For all my resistance to fatherly guidance and the exasperation that often came with it, none of those instincts carried over to the world of sports. The baseball team for which I tried out as a ten-year-old kid had plenty of rules to follow. No playing softball at all. That harmed your hitting. No swimming on the day of baseball games. Too easy to get tired out. Don’t wear the uniform except on game days. That included the red hat with the oval Local 285 union emblem on the front. I was proud of that hat, because I’d earned it by making the team the second time around.
So I respected the rules, then learned the fundamentals of baseball through constant drills in practice. We were taught how to bunt properly, and how to slide into bases. I dreaded sliding practice those first few sessions because the side of my hip was got bruised and the skin was an abraded mess. Then one day, I ran toward the base and felt a sweet spot. From then on, sliding was not an act of fear, but a point of pride. I could slide into the base and pop back up on my feet in one smooth motion. That came in handy whenever the ball was overthrown. With a pop-up slide, you could run to the next base and into scoring position. Learning fundamentals was part of the discipline of playing baseball the right way.
I learned the 1:1 relationship between discipline and success with that baseball team. We won the prestigious Lancaster New Era baseball tournament, and I pitched the team to an 8-6 victory in the second game of the series. There wasn’t much to me in those days except a wiry frame and a strong arm, but that was enough to become a solid contributor.
Discipline afoot
I brought that respect for discipline to the world of running as well. Our coach Rich Born gave us a handout with a list of guidelines on how to be a better runner. One of the “rules” was avoiding soft drinks such as Coke during the season. And from the first day of practice through the end of cross country season, I didn’t touch a Coca-Cola or any kind of soft drink. Other runners volunteered their experience and the value of that rule. “Coke gives you sideaches,” a teammate warned me.
I knew what sideaches felt like. I didn’t want them. Avoiding Coke was not a hard rule to follow. It didn’t require much discipline.

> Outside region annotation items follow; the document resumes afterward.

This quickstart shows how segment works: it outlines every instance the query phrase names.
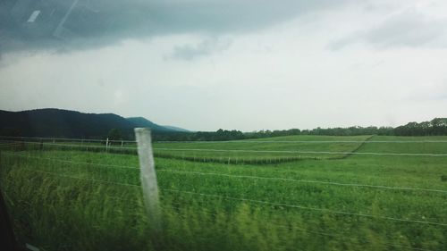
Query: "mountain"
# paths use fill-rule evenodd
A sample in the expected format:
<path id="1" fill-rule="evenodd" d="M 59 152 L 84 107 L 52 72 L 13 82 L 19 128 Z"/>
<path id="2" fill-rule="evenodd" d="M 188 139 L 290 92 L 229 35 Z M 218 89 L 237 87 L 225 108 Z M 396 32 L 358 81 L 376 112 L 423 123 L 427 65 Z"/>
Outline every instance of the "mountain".
<path id="1" fill-rule="evenodd" d="M 153 130 L 170 130 L 169 129 L 157 125 L 143 117 L 127 118 L 126 120 L 133 123 L 136 127 L 148 127 Z"/>
<path id="2" fill-rule="evenodd" d="M 133 138 L 133 129 L 150 128 L 154 134 L 177 130 L 157 125 L 145 118 L 123 118 L 114 113 L 83 113 L 60 109 L 22 112 L 0 110 L 0 135 L 24 137 L 100 138 L 118 129 L 126 138 Z"/>

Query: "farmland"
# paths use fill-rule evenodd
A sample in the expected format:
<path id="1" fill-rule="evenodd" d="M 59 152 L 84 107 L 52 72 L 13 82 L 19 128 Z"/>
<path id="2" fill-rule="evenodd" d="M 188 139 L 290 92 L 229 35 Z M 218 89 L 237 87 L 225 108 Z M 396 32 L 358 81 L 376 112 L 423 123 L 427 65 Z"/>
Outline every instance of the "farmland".
<path id="1" fill-rule="evenodd" d="M 446 140 L 155 143 L 156 234 L 131 144 L 5 145 L 1 188 L 42 250 L 447 250 Z"/>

We were got some dietary advice as well, such as avoiding eggs for much the same reason as we didn’t drink Coke. It was thought that eggs could cause sideaches as well. So I didn’t eat them either. Later in life, we learned that the cholesterol in egg yolks isn’t that good for you. So who knows?
Despite all these sensible directions, some kids on the team neglected them on occasion. Minutes before an invitational on our home course at Elburn Forest Preserve, I watched one of our runners scarf down a greasy donut offered to him by one of the parents carrying a big box of pastries.

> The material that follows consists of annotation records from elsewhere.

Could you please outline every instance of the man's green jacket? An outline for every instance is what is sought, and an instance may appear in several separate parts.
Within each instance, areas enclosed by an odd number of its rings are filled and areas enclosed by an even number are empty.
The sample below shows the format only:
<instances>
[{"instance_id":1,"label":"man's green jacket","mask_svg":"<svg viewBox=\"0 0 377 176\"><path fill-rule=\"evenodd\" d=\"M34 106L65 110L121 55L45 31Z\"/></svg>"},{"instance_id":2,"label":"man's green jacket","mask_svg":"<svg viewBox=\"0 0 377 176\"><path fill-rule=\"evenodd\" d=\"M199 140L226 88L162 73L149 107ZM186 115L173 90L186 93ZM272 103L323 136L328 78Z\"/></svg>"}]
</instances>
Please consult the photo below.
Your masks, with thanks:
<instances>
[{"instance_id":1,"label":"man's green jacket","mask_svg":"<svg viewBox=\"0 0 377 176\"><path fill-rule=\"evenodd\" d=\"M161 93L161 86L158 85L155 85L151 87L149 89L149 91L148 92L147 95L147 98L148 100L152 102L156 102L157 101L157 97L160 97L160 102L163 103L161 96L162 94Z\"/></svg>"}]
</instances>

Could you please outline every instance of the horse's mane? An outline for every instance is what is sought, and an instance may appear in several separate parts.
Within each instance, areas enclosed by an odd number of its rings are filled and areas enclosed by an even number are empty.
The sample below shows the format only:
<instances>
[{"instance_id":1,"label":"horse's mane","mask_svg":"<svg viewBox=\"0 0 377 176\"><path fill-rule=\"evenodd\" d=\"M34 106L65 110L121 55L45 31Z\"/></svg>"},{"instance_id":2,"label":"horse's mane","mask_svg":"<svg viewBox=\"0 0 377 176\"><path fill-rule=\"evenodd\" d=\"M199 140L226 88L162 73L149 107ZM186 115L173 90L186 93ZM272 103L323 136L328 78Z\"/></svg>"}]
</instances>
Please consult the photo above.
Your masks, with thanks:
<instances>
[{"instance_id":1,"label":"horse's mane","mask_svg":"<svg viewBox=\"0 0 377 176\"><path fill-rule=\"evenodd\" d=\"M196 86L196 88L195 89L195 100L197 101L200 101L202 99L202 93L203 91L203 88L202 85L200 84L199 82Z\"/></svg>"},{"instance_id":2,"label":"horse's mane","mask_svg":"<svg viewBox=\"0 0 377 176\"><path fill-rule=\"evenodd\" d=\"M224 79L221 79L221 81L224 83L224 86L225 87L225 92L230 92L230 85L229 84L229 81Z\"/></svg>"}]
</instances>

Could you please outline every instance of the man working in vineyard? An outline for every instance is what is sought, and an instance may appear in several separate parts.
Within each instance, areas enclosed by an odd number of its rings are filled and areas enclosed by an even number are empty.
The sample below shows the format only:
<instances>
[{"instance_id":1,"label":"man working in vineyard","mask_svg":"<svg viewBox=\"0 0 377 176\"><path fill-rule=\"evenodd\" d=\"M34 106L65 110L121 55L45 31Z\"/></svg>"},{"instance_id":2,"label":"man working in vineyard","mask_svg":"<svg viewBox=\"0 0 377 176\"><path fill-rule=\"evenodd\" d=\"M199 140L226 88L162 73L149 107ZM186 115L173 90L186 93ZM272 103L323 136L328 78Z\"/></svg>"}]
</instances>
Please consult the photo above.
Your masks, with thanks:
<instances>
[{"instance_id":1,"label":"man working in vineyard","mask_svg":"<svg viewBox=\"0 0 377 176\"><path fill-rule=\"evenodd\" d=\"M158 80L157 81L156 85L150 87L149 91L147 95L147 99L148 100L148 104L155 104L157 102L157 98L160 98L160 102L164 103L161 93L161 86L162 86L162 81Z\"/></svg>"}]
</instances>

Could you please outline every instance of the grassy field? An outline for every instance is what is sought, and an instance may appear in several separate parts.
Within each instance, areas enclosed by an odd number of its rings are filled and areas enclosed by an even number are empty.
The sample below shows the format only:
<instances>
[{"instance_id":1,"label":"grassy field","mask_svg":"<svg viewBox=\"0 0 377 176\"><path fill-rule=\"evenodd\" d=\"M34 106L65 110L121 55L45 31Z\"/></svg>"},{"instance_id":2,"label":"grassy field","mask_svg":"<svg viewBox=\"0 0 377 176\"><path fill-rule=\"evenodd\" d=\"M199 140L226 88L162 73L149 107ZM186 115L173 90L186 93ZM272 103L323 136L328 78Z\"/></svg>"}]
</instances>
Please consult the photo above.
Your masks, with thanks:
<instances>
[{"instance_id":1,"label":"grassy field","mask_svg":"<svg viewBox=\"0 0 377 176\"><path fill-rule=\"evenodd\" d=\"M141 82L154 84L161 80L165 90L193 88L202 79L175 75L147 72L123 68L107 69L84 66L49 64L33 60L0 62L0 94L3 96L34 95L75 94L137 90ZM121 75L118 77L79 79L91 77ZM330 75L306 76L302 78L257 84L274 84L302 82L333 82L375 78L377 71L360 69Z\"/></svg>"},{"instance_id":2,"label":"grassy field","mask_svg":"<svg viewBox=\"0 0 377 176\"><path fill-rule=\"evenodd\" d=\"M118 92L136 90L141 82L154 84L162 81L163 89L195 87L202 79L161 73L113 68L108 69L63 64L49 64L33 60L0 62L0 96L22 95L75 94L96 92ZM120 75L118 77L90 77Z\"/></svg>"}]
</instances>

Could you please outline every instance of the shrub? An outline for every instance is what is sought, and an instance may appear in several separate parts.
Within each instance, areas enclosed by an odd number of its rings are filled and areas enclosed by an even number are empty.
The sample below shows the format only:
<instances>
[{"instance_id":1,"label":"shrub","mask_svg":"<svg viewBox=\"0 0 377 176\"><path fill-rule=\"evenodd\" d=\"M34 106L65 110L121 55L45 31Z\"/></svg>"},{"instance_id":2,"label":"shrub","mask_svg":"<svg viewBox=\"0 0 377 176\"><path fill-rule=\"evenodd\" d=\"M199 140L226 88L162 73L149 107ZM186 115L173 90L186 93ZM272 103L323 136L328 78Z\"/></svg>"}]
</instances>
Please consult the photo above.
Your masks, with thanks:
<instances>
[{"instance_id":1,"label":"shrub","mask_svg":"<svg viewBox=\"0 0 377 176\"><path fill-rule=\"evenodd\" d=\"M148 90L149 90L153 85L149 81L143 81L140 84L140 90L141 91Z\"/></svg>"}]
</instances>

“What are you doing?” one of our guys asked.
“What?” the donut eater replied. “I’m hungry!”
“You’re going to barf that up,” someone said, and we all laughed. He didn’t exactly barf. But he did run horribly with that awful feeling of food nearly coming back up. I remember Coach Born shaking his head with a mix of disgust and amusement.
All about discipline
It’s not a stretch to say that everything about running is a discipline. Granted, that’s a word traditionally associated with a form of punishment. But there’s another meaning to the word as well. To excel at a discipline is to work at achieving a high level of proficiency. That’s the type of discipline we’re talking about here. From the get-go, that’s how I viewed running. Not as a punishment, but as an expression of will and control of mind and body. It was also a source of freedom in many respects.
That doesn’t mean I was never forced to run as a form of punishment. In eighth grade gym class, I refused to play badminton for some reason. The gym teacher Bob Welke turned to me and said, “Fine, you can run the whole hour then.”

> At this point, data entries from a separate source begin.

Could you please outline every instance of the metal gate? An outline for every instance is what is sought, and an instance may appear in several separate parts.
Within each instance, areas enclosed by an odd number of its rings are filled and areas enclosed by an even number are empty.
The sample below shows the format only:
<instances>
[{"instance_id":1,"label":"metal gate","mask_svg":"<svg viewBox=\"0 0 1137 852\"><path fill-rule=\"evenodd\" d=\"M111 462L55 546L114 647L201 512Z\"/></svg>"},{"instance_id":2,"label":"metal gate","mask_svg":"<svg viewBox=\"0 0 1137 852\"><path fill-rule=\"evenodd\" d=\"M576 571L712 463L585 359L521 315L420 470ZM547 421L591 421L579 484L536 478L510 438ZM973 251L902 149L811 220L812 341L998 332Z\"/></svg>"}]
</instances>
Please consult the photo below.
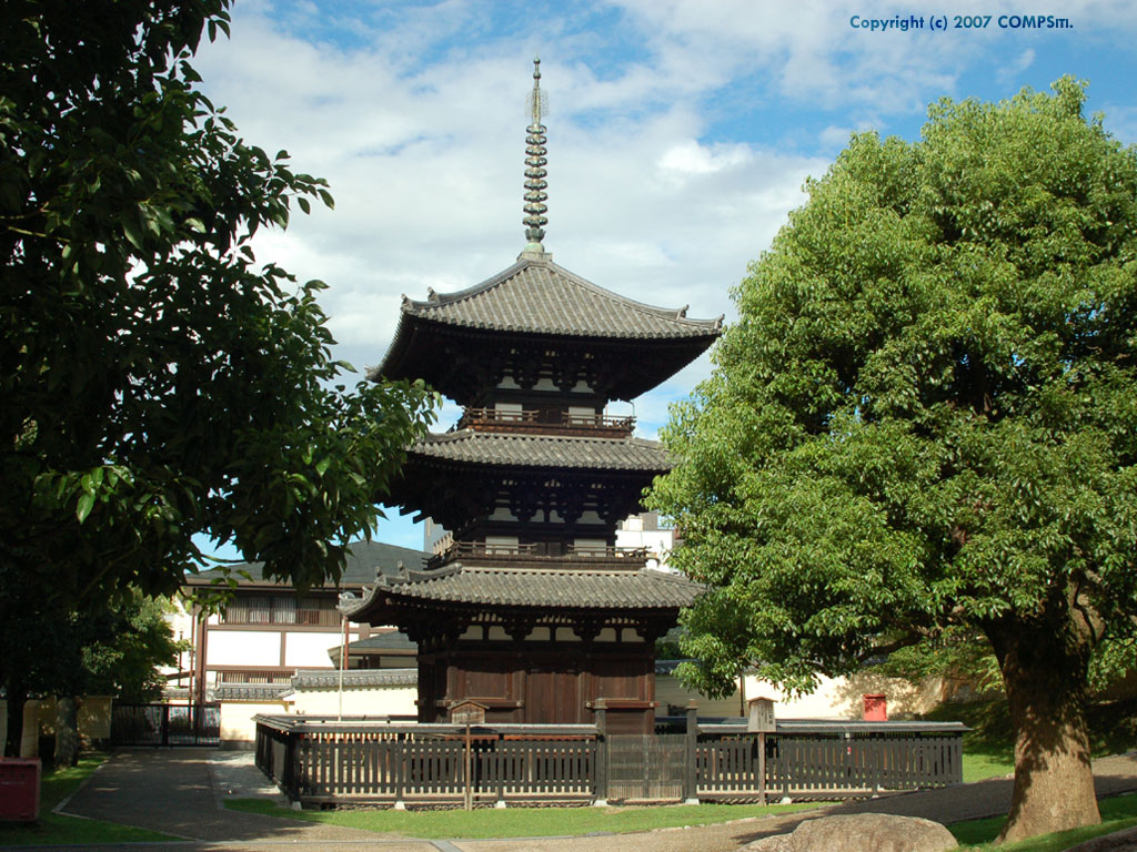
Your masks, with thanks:
<instances>
[{"instance_id":1,"label":"metal gate","mask_svg":"<svg viewBox=\"0 0 1137 852\"><path fill-rule=\"evenodd\" d=\"M115 745L219 745L221 704L118 704Z\"/></svg>"},{"instance_id":2,"label":"metal gate","mask_svg":"<svg viewBox=\"0 0 1137 852\"><path fill-rule=\"evenodd\" d=\"M684 734L616 734L606 737L608 800L683 797Z\"/></svg>"}]
</instances>

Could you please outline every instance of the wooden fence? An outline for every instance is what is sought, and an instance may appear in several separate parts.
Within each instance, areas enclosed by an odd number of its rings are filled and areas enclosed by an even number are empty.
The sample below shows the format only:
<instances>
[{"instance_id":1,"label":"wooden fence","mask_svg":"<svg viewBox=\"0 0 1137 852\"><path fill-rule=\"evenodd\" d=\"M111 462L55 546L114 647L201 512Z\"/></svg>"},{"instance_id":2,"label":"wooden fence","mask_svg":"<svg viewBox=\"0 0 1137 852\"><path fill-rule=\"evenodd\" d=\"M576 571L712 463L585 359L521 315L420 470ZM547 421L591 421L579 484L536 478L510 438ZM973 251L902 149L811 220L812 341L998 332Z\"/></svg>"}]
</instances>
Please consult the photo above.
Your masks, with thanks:
<instances>
[{"instance_id":1,"label":"wooden fence","mask_svg":"<svg viewBox=\"0 0 1137 852\"><path fill-rule=\"evenodd\" d=\"M457 725L258 716L257 766L293 801L473 803L840 799L962 782L956 722L779 721L605 735L597 725ZM674 726L671 728L674 729ZM764 749L764 760L762 750Z\"/></svg>"}]
</instances>

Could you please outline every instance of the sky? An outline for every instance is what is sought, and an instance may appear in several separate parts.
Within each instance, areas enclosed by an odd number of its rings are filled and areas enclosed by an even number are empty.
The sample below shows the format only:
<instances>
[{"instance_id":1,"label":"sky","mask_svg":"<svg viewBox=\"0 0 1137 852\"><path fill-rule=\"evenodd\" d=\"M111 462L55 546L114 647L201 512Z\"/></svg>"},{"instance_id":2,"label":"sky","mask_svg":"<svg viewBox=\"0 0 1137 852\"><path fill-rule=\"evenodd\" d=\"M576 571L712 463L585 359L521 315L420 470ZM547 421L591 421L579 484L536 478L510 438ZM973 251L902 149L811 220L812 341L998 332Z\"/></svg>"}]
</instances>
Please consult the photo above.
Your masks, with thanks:
<instances>
[{"instance_id":1,"label":"sky","mask_svg":"<svg viewBox=\"0 0 1137 852\"><path fill-rule=\"evenodd\" d=\"M231 37L193 62L204 91L335 199L258 234L258 260L329 284L337 357L360 370L382 360L404 294L478 284L524 247L538 55L545 249L696 318L731 321L731 289L854 132L916 141L940 98L997 101L1070 74L1089 83L1087 114L1137 143L1128 0L236 0L232 14ZM655 437L711 369L704 356L634 400L638 434ZM387 515L379 541L422 546L421 527Z\"/></svg>"}]
</instances>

Little did he know that I would relish that hour as an act of defiance and expression of personal discipline all at once. Perhaps my entire running career, even my entire life, has been a balance between acts of defiance and expression in different kinds of disciplines. That’s true in writing. In art. Even my trips afield to study or count birds have long been a counterculture discipline.
Occasionally I’ll drive or cycle past the Kaneland High School campus and recall the many laps we did around the grass. We wore a rut between the trees in the campus perimeter. That was evidence of our discipline, but also an act of defiance by a bunch of skinny young men who didn’t always fit the perception of what it meant to be cool or manly.
But we learned how to run, and faster. That was the appeal of discipline.